Management of hypertensive emergencies requires caution, as overly rapid reduction of blood pressure can precipitate cerebral, cardiac, or renal hypoperfusion, compounding organ injury. In addition to careful pharmacologic control, the identification and treatment of the underlying cause of secondary hypertension are essential components of therapy [10]. This case also illustrates the synergistic nature of modern internal medicine, where collaboration across specialties, particularly cardiology, nephrology, and endocrinology, allows for the comprehensive evaluation and tailored management of complex presentations.
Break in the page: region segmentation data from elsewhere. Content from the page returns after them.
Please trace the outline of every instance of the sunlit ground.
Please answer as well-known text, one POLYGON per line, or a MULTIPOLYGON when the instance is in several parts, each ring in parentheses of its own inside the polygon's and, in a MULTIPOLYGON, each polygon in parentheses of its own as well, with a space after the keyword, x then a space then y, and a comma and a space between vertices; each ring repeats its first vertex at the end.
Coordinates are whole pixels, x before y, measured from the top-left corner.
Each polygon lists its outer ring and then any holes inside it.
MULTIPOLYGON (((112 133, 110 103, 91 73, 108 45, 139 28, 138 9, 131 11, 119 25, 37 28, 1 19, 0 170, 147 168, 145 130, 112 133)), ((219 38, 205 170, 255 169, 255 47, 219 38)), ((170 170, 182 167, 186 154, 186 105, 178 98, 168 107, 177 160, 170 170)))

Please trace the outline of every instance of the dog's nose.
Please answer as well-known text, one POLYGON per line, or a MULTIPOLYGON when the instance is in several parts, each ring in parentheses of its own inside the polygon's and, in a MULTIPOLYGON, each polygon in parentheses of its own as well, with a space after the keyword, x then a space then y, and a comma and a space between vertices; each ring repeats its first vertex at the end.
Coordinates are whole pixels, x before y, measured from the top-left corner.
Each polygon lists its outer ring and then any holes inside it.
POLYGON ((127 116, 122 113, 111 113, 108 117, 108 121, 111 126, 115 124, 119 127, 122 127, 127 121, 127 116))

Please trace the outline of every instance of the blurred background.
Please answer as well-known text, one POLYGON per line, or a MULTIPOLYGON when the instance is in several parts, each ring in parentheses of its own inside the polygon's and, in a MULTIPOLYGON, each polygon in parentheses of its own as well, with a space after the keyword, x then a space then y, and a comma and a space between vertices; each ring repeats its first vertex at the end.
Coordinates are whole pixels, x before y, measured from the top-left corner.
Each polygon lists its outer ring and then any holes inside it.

By integrating multidisciplinary expertise, clinicians cannot only stabilize patients acutely but also address the root cause of hypertension, thereby preventing recurrence and long-term complications.
Conclusions
This case report describes a 37-year-old man presenting with hypertensive crisis and multi-organ involvement, in whom secondary hyperparathyroidism from profound vitamin D deficiency was identified as the likely trigger. Although uncommon, the association between elevated parathyroid hormone, hypocalcaemia, and hypertension has been described, and this case reinforces the need to consider even rare aetiologies when evaluating young patients with hypertensive crises and target organ damage. Careful, stepwise blood pressure reduction alongside correction of vitamin D deficiency and hypocalcaemia resulted in a favourable outcome. The key learning point is the importance of maintaining a high index of suspicion for secondary hypertension in younger patients, supported by thorough clinical assessment and systematic investigation. Equally, safe management of hypertensive emergencies requires avoiding precipitous reductions in blood pressure while addressing reversible underlying causes. This case also exemplifies the value of multidisciplinary collaboration in unravelling and managing complex presentations.